How to introduce tretinoin
Tretinoin causes an adaptation phase for almost everyone. The skin's initial response to accelerated cell turnover includes dryness, flaking, tightness, and temporary sensitivity. This is not damage — it is the expected physiological response to a significant change in cell turnover rate. Managing it correctly shortens the adaptation window and avoids barrier disruption that would slow progress.
Start low and infrequent. Begin with the lowest available concentration (typically 0.025% or 0.05%) applied two evenings per week. Hold at that frequency for four to six weeks before increasing to three evenings, then to every other evening, then to nightly if the skin is tolerating it well.

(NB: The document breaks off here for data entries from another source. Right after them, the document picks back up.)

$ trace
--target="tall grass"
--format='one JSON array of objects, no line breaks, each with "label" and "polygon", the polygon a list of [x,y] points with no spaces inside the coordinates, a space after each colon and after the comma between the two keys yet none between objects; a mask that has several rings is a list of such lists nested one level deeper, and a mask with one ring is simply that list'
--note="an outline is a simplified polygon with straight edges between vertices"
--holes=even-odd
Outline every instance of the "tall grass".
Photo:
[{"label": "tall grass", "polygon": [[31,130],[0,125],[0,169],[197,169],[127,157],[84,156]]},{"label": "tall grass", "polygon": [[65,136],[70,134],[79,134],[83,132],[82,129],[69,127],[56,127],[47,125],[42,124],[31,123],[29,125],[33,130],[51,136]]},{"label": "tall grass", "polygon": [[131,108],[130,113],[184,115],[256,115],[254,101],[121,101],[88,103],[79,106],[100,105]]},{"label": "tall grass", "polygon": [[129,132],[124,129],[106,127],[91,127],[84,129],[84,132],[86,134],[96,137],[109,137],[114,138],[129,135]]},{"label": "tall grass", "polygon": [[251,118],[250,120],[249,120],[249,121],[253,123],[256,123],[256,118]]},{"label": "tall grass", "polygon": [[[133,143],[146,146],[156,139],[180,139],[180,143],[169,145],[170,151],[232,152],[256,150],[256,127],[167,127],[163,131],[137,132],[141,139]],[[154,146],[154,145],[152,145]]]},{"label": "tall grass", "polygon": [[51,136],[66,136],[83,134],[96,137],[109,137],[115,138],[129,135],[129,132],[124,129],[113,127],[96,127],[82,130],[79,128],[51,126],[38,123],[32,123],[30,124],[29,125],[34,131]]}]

The buffer method. Apply moisturiser to damp skin, wait two to three minutes, then apply tretinoin. The moisturiser layer reduces the rate of absorption slightly and materially decreases initial irritation without meaningfully reducing efficacy over time. Once the skin has adapted — typically after two to three months — the buffer step is optional.

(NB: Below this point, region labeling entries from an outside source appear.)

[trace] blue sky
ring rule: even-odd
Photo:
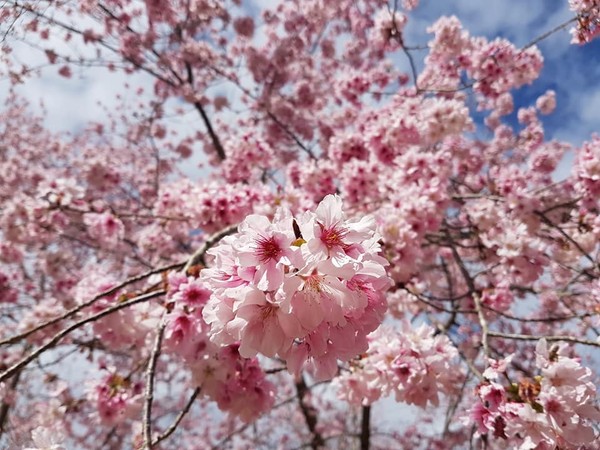
[[[244,3],[245,9],[257,12],[277,2],[251,0]],[[427,43],[430,36],[425,29],[441,15],[456,15],[471,35],[490,39],[506,37],[518,47],[573,16],[567,0],[421,0],[419,7],[409,15],[405,30],[407,45]],[[545,58],[541,78],[515,93],[515,106],[530,105],[541,93],[554,89],[557,110],[542,118],[547,136],[579,145],[593,131],[600,130],[596,119],[600,110],[600,39],[585,46],[572,45],[570,39],[568,30],[563,30],[539,44]],[[61,42],[56,44],[64,46]],[[27,47],[22,47],[19,53],[24,59],[39,61],[39,55]],[[422,61],[425,53],[415,52],[415,59]],[[408,69],[407,61],[402,58],[399,64]],[[74,79],[65,80],[56,74],[57,70],[58,67],[51,66],[41,78],[29,80],[19,89],[34,107],[40,100],[44,101],[48,110],[46,124],[53,130],[74,131],[89,121],[101,120],[105,111],[97,103],[102,101],[109,109],[116,107],[114,94],[132,94],[123,88],[126,81],[150,89],[152,86],[152,80],[143,74],[126,77],[101,68],[87,68],[81,73],[75,69]],[[0,82],[0,92],[4,84]],[[187,128],[190,120],[193,118],[182,118],[181,128]]]
[[[567,0],[422,0],[411,15],[407,45],[427,42],[424,30],[440,15],[457,16],[471,35],[504,37],[517,47],[573,17]],[[569,28],[538,44],[544,55],[541,77],[514,93],[515,111],[554,89],[557,109],[542,116],[546,136],[579,145],[600,130],[600,39],[583,46],[570,44]],[[516,113],[514,123],[515,117]]]

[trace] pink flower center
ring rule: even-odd
[[[283,251],[274,236],[261,237],[256,243],[258,244],[257,255],[261,262],[279,259]]]
[[[328,249],[338,246],[342,248],[347,247],[342,241],[347,234],[347,231],[344,228],[339,228],[335,225],[331,228],[325,228],[325,225],[321,223],[319,223],[319,227],[321,228],[321,242],[325,244],[325,247]]]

Apply to dry skin. Tretinoin applied immediately to wet skin absorbs more rapidly and causes greater irritation. Wait at least twenty minutes after washing before applying, or allow the skin to air-dry fully.
A pea-sized amount covers the whole face. More product does not produce better results; it increases irritation and wastes product.

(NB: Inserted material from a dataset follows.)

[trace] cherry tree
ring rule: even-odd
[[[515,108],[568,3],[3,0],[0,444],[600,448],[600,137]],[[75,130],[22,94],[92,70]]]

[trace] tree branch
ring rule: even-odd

What to avoid combining with tretinoin
Benzoyl peroxide — the combination increases oxidation and instability of tretinoin. Apply benzoyl peroxide in the morning and tretinoin in the evening if using both.
Other exfoliating actives on the same evening. AHAs, BHAs, and physical exfoliants applied on the same night as tretinoin compound the cell-shedding effect and tend to produce significant barrier disruption. Use them on alternating nights.
Vitamin C in the same step. L-ascorbic acid is most stable and effective at pH 2.5–3.5; tretinoin is most stable at a slightly higher pH. They work well as a morning/evening split — vitamin C in the morning, tretinoin in the evening.
Tretinoin versus OTC retinoids
Over-the-counter retinoids — retinol, retinaldehyde (retinal), granactive retinoid — require conversion to retinoic acid before exerting their effects. Each conversion step reduces efficacy. Well-formulated OTC retinoids are genuinely useful, and for many people they produce meaningful results without the adaptation demands of prescription tretinoin. The difference is one of directness and potency, not category — tretinoin is the benchmark; OTC retinoids approximate it at reduced strength.
For acne or significant photoageing concerns, tretinoin is the standard against which other retinoids are measured. It requires a prescription in Australia and most other markets — which means a consult with a GP or dermatologist, a barrier worth crossing for access to the most evidence-backed topical available.